Description
Salmon Tartare with Beetroot & Avocado is a fresh, no-cook appetizer that perfectly combines the delicate flavors of sushi-grade salmon with the earthy sweetness of beetroot and creamy texture of avocado. Enhanced with a tangy Dijon mustard dressing and fresh herbs, this vibrant dish is both visually appealing and satisfying, ideal for a modern European-inspired starter that is gluten-free and pescatarian friendly.
Ingredients
Scale
Salmon Tartare
- 6 oz sushi-grade salmon fillet, finely diced
- 1 small cooked beetroot, finely diced
- 1 ripe avocado, peeled, pitted, and diced
- 1 tbsp finely chopped red onion
- 1 tbsp capers, drained and chopped
- 1 tbsp fresh dill, chopped
- 1 tbsp chives, chopped
Dressing
- 2 tsp Dijon mustard
- 1 tbsp lemon juice
- 1 tbsp extra virgin olive oil
- Salt and freshly ground black pepper, to taste
Garnish (Optional)
- Microgreens or sprouts
Instructions
- Combine Tartare Ingredients: In a mixing bowl, gently combine the finely diced salmon, beetroot, avocado, red onion, capers, fresh dill, and chives, ensuring ingredients are evenly distributed without mashing the avocado.
- Prepare Dressing: In a small bowl, whisk together the Dijon mustard, lemon juice, and extra virgin olive oil until the mixture is emulsified and smooth.
- Mix Dressing with Tartare: Pour the prepared dressing over the salmon mixture and gently fold everything together carefully to maintain the texture of the avocado and salad components.
- Season: Add salt and freshly ground black pepper to taste, adjusting seasoning as desired for balanced flavor.
- Shape and Serve: If desired, use a ring mold to neatly shape the tartare onto a serving plate.
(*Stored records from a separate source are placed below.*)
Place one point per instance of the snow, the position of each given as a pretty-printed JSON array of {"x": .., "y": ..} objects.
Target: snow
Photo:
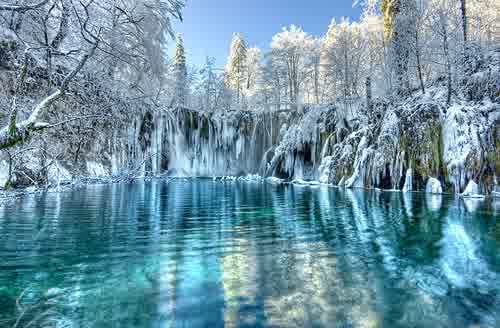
[
  {"x": 4, "y": 173},
  {"x": 305, "y": 183},
  {"x": 433, "y": 186},
  {"x": 408, "y": 186},
  {"x": 57, "y": 174},
  {"x": 274, "y": 180},
  {"x": 95, "y": 169},
  {"x": 362, "y": 158}
]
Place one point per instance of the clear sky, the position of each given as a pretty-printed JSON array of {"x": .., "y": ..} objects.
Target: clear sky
[{"x": 209, "y": 24}]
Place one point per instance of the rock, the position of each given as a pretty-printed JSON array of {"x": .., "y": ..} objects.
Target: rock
[
  {"x": 472, "y": 190},
  {"x": 408, "y": 186},
  {"x": 433, "y": 186}
]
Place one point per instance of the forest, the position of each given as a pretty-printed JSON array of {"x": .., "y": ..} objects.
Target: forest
[{"x": 407, "y": 97}]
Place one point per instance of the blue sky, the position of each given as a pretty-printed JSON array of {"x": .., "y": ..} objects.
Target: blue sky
[{"x": 209, "y": 24}]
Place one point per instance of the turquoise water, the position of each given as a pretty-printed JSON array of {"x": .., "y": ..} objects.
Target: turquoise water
[{"x": 198, "y": 253}]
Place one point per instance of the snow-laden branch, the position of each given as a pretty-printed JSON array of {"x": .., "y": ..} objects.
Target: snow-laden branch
[
  {"x": 16, "y": 133},
  {"x": 6, "y": 7}
]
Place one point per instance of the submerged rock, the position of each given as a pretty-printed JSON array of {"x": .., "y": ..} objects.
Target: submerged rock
[
  {"x": 472, "y": 190},
  {"x": 433, "y": 186}
]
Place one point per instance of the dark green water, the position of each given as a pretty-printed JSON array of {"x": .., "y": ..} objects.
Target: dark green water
[{"x": 199, "y": 253}]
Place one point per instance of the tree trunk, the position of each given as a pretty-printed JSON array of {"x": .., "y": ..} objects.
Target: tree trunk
[{"x": 419, "y": 65}]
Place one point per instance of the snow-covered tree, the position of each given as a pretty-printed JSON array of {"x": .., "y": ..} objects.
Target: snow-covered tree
[
  {"x": 180, "y": 73},
  {"x": 399, "y": 25},
  {"x": 236, "y": 68},
  {"x": 290, "y": 52}
]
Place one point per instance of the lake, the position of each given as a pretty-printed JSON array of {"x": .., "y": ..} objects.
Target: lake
[{"x": 200, "y": 253}]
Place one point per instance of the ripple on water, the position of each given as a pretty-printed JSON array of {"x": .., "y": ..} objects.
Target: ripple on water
[{"x": 196, "y": 253}]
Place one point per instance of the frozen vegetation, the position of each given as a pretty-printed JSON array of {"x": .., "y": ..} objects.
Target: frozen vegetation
[{"x": 407, "y": 98}]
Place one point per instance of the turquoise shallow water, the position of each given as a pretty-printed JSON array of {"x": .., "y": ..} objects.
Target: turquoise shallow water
[{"x": 198, "y": 253}]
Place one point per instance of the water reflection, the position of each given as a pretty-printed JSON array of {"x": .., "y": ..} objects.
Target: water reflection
[{"x": 198, "y": 253}]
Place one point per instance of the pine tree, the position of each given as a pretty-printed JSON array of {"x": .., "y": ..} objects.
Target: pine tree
[
  {"x": 399, "y": 28},
  {"x": 180, "y": 73},
  {"x": 236, "y": 66}
]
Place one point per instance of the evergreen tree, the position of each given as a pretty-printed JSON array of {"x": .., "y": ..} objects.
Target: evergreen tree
[
  {"x": 180, "y": 73},
  {"x": 237, "y": 66},
  {"x": 399, "y": 28}
]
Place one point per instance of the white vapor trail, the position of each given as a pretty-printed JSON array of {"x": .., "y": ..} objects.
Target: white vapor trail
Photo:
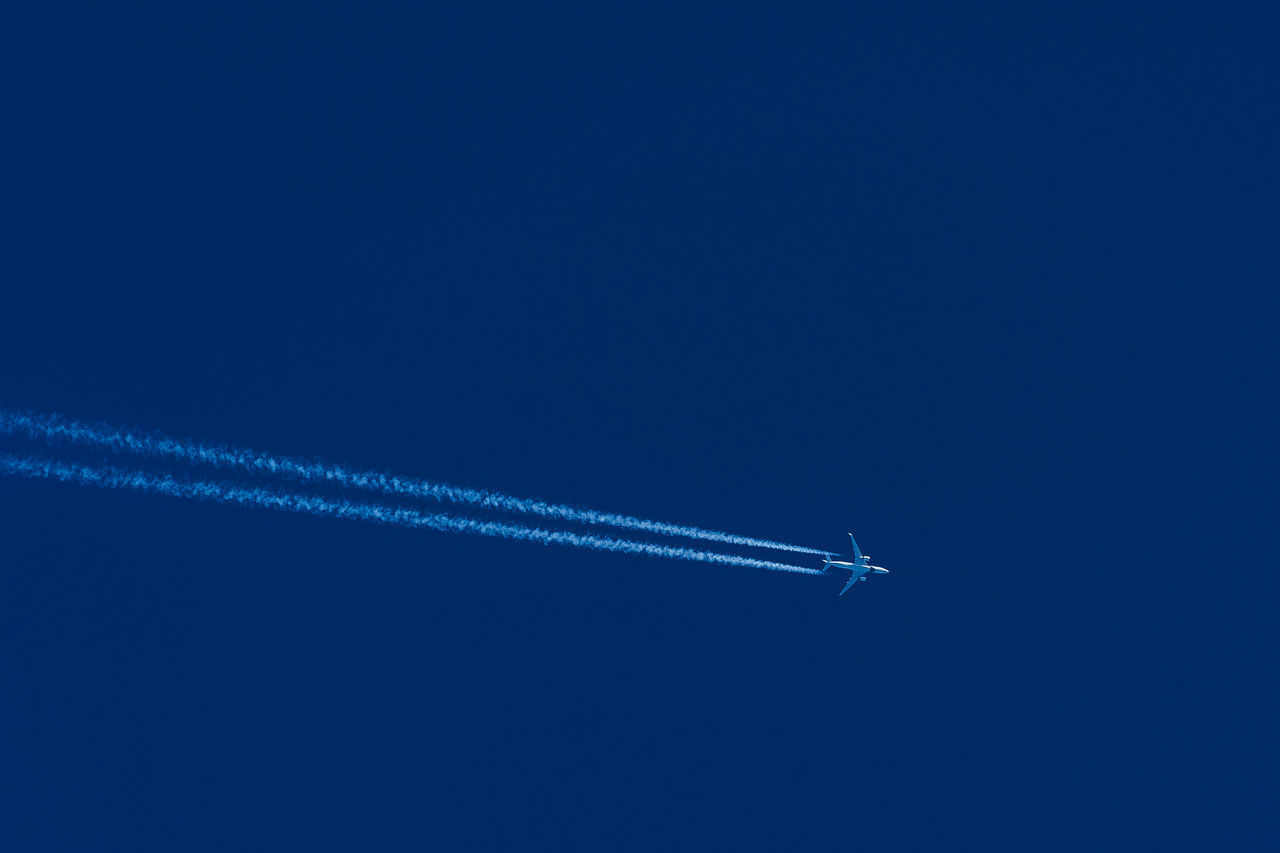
[
  {"x": 115, "y": 478},
  {"x": 53, "y": 429}
]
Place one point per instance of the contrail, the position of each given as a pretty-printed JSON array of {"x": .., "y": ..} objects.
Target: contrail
[
  {"x": 115, "y": 478},
  {"x": 53, "y": 429}
]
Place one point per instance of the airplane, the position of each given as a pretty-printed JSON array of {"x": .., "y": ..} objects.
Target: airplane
[{"x": 859, "y": 568}]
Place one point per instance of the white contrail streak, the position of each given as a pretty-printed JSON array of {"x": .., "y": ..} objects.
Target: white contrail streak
[
  {"x": 115, "y": 478},
  {"x": 53, "y": 428}
]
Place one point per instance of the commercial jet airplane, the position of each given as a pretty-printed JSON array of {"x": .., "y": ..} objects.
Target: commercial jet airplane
[{"x": 859, "y": 568}]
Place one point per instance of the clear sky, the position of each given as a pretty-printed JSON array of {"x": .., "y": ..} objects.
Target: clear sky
[{"x": 991, "y": 286}]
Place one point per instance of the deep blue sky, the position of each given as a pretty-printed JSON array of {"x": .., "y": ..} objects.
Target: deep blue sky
[{"x": 991, "y": 286}]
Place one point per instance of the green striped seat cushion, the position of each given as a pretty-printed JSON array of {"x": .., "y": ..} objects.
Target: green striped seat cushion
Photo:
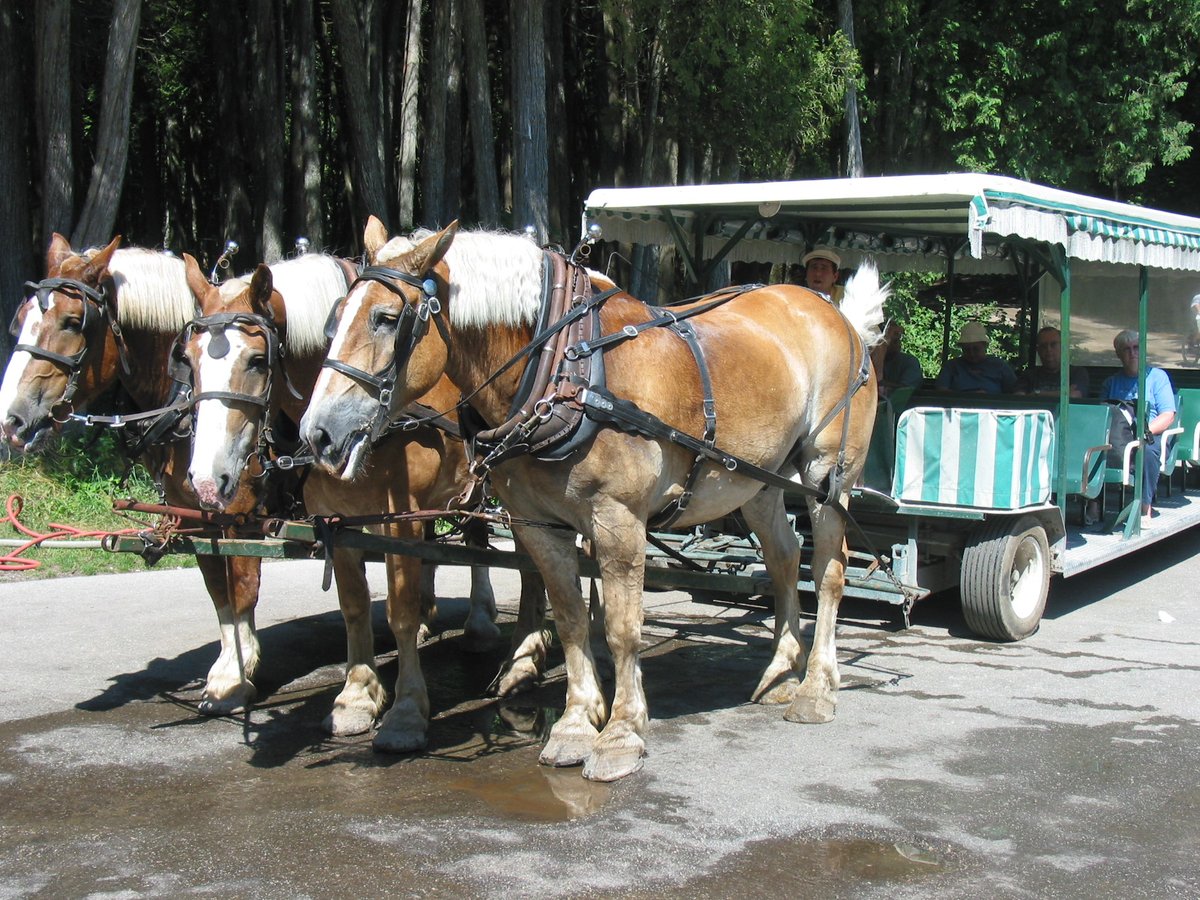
[{"x": 987, "y": 459}]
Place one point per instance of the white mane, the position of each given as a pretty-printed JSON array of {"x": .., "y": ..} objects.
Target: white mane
[
  {"x": 495, "y": 277},
  {"x": 151, "y": 289},
  {"x": 310, "y": 286}
]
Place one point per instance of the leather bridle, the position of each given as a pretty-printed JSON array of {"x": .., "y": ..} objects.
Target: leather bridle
[
  {"x": 97, "y": 310},
  {"x": 412, "y": 327}
]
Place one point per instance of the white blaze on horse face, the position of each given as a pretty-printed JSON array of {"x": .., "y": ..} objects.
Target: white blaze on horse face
[
  {"x": 348, "y": 313},
  {"x": 19, "y": 360},
  {"x": 216, "y": 450}
]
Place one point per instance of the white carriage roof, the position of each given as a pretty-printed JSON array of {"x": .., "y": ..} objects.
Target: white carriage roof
[{"x": 905, "y": 222}]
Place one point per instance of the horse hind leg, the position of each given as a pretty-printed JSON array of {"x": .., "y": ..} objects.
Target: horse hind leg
[
  {"x": 479, "y": 631},
  {"x": 816, "y": 699},
  {"x": 363, "y": 695},
  {"x": 781, "y": 552},
  {"x": 233, "y": 585}
]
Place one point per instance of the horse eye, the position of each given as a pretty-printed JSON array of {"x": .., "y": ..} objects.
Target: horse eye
[{"x": 385, "y": 321}]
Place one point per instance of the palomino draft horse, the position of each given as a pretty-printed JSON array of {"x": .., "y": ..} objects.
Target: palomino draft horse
[
  {"x": 108, "y": 316},
  {"x": 253, "y": 351},
  {"x": 772, "y": 377}
]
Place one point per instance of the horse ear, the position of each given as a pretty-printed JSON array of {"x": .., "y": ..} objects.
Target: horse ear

Garnish the top with microgreens or sprouts for a touch of freshness and visual appeal.
- Serve Immediately: This dish is best enjoyed fresh to appreciate the textures and colors, so serve immediately once combined and garnished.
Notes
- Ensure to use only very fresh, sushi-grade salmon suitable for raw consumption to maintain safety and flavor quality.
- You can prepare the dressing and chop ingredients ahead of time, but combine them just before serving to keep the avocado from browning and maintain fresh textures.
- For a delightful variation, serve the tartare alongside toasted baguette slices or crackers to add a crunchy contrast.